Brilliant. I'll forward it to her. :p

venusvenus123
11-20-2006, 01:11 PM
is this only for boys?

i'll put my two pennies in anyway....

he's just come out of a divorce. what part of that does your friend not understand? if she wants more than what he can offer her right now, she should probably look somewhere else.

she sounds like an annoying friend tho, ignoring you when she's with someone etc. maybe you should encourage her to stay with him :p

QueenAdrock
11-20-2006, 01:29 PM
I felt terrible for thinking it, but I was like...you know, if she stays with the guy at least she isn't coming running back to me crying. Whatever, let her stay with him. At least until I manage to move to Canada, then once the shit hits the fan I'll be far away enough that I won't have to deal with it.

I'm a turrible person. :(

skinnybutphat
11-20-2006, 01:40 PM
This means he wants to fuck as many girls as he can.

QueenAdrock
11-20-2006, 02:03 PM
Ehhh...I don't think he'll be too successful.

Let's just say they met on a dungeons and dragons-type website. It's called MUDD something or other. He's a huge, huge nerdo. She is too, but it's not as obvious.

skinnybutphat
11-20-2006, 02:10 PM
Ehhh...I don't think he'll be too successful.

Let's just say they met on a dungeons and dragons-type website. It's called MUDD something or other. He's a huge, huge nerdo. She is too, but it's not as obvious.

Then it means he likes the girl, but isn't totally sold on her yet. He's has concerns or is looking for something better.

Lex Diamonds
11-20-2006, 03:27 PM
Let's just say they met on a dungeons and dragons-type website. It's called MUDD something or other. He's a huge, huge nerdo. She is too, but it's not as obvious.
Haha, your friends are dorks, making you a dork for being friends with dorks!

Dork!

skra75
11-20-2006, 03:50 PM
What the hell does that mean, guys?

It means he just got divorced and has a reasonble fear of commitment but still enjoys sleeping with girls etc etc. No science here really, it's pretty fucking obvious.

venusvenus123
11-20-2006, 05:34 PM
It means he just got divorced and has a reasonble fear of commitment but still enjoys sleeping with girls etc etc. No science here really, it's pretty fucking obvious.
that's what i was trying to say :o

Echewta
11-20-2006, 05:41 PM
Is your friend Dominican?

befsquire
11-20-2006, 06:49 PM
i'm with skra.

it means he'll be fucking her until she says no.
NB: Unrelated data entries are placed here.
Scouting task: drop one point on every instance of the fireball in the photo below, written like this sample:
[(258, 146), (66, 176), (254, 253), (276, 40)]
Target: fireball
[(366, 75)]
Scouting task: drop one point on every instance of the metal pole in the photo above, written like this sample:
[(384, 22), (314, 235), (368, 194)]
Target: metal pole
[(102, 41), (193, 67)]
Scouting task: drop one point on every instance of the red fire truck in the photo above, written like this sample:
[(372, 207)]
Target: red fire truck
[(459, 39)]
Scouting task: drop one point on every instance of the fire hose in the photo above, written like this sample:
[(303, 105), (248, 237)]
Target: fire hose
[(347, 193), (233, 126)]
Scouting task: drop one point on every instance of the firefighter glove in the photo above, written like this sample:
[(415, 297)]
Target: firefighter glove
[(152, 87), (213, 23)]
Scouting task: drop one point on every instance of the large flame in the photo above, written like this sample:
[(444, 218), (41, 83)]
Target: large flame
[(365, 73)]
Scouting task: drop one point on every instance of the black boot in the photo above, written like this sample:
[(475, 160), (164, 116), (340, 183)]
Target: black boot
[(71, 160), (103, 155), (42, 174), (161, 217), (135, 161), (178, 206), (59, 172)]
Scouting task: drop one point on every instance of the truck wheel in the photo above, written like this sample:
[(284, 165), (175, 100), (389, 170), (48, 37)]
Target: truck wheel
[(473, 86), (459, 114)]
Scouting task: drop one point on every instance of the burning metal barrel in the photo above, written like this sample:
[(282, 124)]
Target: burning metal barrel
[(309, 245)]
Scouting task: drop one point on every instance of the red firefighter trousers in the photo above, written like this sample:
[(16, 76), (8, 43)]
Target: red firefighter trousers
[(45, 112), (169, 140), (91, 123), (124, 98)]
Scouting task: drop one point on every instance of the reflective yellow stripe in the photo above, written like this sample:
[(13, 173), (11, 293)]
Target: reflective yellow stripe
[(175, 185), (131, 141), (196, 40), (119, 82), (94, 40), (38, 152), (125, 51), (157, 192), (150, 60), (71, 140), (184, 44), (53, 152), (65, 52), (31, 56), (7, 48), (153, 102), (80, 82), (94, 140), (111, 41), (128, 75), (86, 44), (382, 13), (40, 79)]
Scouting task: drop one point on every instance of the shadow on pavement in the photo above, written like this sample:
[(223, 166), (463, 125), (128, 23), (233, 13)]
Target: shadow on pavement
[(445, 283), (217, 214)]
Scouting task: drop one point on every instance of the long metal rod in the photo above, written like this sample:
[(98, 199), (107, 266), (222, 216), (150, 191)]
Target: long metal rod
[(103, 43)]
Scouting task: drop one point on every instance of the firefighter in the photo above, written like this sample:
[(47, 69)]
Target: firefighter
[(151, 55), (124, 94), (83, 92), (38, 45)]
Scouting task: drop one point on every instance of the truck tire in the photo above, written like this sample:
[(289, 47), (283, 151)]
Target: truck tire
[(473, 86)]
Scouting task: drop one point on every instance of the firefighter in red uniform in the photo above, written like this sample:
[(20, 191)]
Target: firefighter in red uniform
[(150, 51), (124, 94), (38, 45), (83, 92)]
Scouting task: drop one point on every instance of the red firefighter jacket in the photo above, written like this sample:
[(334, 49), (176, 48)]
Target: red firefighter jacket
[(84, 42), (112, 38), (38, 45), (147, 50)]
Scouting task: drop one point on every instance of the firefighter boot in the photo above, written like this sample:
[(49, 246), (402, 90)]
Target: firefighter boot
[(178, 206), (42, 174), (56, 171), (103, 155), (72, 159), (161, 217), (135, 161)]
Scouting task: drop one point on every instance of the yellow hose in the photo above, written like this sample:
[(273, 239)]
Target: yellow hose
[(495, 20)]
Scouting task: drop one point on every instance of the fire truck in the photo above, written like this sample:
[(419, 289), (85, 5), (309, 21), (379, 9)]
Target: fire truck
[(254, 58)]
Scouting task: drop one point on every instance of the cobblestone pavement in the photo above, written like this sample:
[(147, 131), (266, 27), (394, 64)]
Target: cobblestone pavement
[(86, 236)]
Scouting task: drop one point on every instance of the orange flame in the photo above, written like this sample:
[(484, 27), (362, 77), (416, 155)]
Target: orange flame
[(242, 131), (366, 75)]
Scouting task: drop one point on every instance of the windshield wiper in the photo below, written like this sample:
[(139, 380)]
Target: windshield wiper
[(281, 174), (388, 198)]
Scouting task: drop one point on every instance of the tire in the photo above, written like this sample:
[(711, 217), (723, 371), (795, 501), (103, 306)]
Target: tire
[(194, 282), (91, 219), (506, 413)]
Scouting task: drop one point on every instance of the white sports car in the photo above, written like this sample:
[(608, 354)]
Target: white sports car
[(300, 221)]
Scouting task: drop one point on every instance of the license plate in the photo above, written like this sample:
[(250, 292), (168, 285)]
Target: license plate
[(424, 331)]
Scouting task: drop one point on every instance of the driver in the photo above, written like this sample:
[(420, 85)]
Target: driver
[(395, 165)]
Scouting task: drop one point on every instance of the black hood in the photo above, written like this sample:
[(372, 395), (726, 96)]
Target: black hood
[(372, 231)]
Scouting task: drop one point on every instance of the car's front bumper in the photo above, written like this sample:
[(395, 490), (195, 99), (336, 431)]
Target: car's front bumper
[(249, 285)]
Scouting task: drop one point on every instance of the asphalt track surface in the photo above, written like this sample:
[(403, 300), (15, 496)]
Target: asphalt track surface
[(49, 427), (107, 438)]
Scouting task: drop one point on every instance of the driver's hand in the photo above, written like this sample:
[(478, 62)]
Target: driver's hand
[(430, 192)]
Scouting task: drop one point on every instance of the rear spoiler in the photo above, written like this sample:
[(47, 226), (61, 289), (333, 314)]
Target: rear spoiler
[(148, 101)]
your friend is either rebound girl or transition girl, but she is never going to be the girlfriend.

QueenAdrock
11-20-2006, 06:56 PM
Haha, your friends are dorks, making you a dork for being friends with dorks!

Dork!

Well no shit, I AM dating Droppin. :rolleyes:


But yeah, new development. All these months I thought he was divorced, uh-oh, turns out the paperwork hasn't been filed. He's been separated for two years but doesn't plan on divorcing her until he's living in Maryland permanently because something about assets. I don't know I didn't pay too much attention. Either way, he's still technically married.

That can't be good.

marsdaddy
11-20-2006, 08:08 PM
What the hell does that mean, guys?He likes what he considers to be unattached sex. He also young and doesn't know better. And he'll end up hurting your friend, as if he cast aside a marriage after a year, what do you think he'll do to a "I AM NOT YOUR BOYFRIEND" relationship?